Se ha marchado Santiago. Tocaron a la puerta, y ahí estaba su madre con algunos familiares. No pudieron avisarnos antes, viven en la minería.

Tengo la sensación, de que la red que tengo bajo la cuerda que me mantiene en equilibrio, ha desaparecido. Quedo en shock. Pido fuerzas a Dios, estoy temblando…La tía del niño rompe el silencio ante la sorpresa, a modo de desaire: “Un hijo tiene que estar con su madre”.

“Sí, claro que sí, ese fue siempre nuestro deseo y por fin hoy se cumple”, respondo. El dolor aumenta.

Santi recoge su ropa. Han sido seis años con él.

Intento explicarle la situación, pero no puedo, las palabras se ahogan en la garganta…Sale de la casa, una parte de mí, se va con él.

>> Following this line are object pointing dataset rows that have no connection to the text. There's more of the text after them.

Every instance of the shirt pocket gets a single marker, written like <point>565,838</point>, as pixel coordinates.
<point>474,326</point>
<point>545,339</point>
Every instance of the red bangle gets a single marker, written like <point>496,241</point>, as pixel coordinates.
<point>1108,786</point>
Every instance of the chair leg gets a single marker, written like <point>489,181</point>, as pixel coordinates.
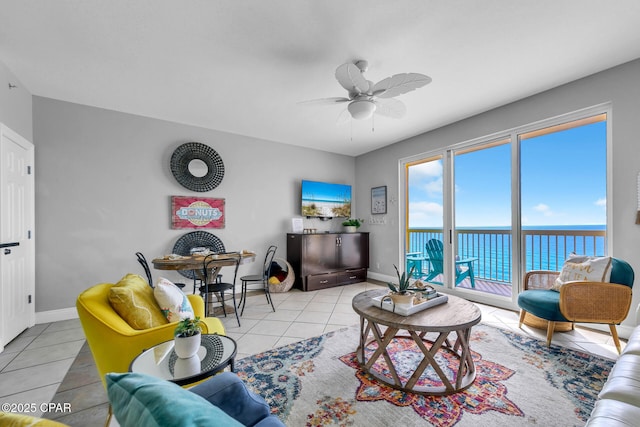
<point>522,316</point>
<point>109,415</point>
<point>233,295</point>
<point>243,297</point>
<point>267,293</point>
<point>224,309</point>
<point>550,328</point>
<point>614,335</point>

Intento recordar los disgustos que me ha dado, desvelos, problemas en el colegio… Convencerme que será buena la separación, pero en esos momentos, si soy honesto, ese amor profundo nos unía aún más.

Desconozco el cariño que puede profesar un padre… Santi no es mi hijo, pero lo siento como tal, no lo puedo evitar. Hubiera preferido antes quedarme sin brazos o piernas. El tiempo no curará nada. Quizás no vuelva más a verle,cada día su separación será desgarradora.

La mejor manera de llevar la situación, es continuar con la tarea encomendada por Dios de hacer el Hogar Nazaret, reconocer lo maravilloso que fue compartir mi vida con Santi.

Le he dado a Dios lo que más quería, ya nada tengo, todo es suyo. Dirige el Hogar Nazaret a su manera: es guionista, actor y director.

Solo queda aceptar las pérdidas, aunque el corazón no deje de sangrar, vivir el día a día como reto y sobre todo como una maravillosa oportunidad. “El Señor me lo dio, el Señor me lo quitó, bendito sea el nombre del Señor (…) Si aceptamos de Dios los bienes, ¿no vamos a aceptar los males?” (Jb 1,20-22)

Nunca aprenderé a nadar en este mar de emociones, pero nadar contracorriente, solo por amor, da sentido a mi existencia.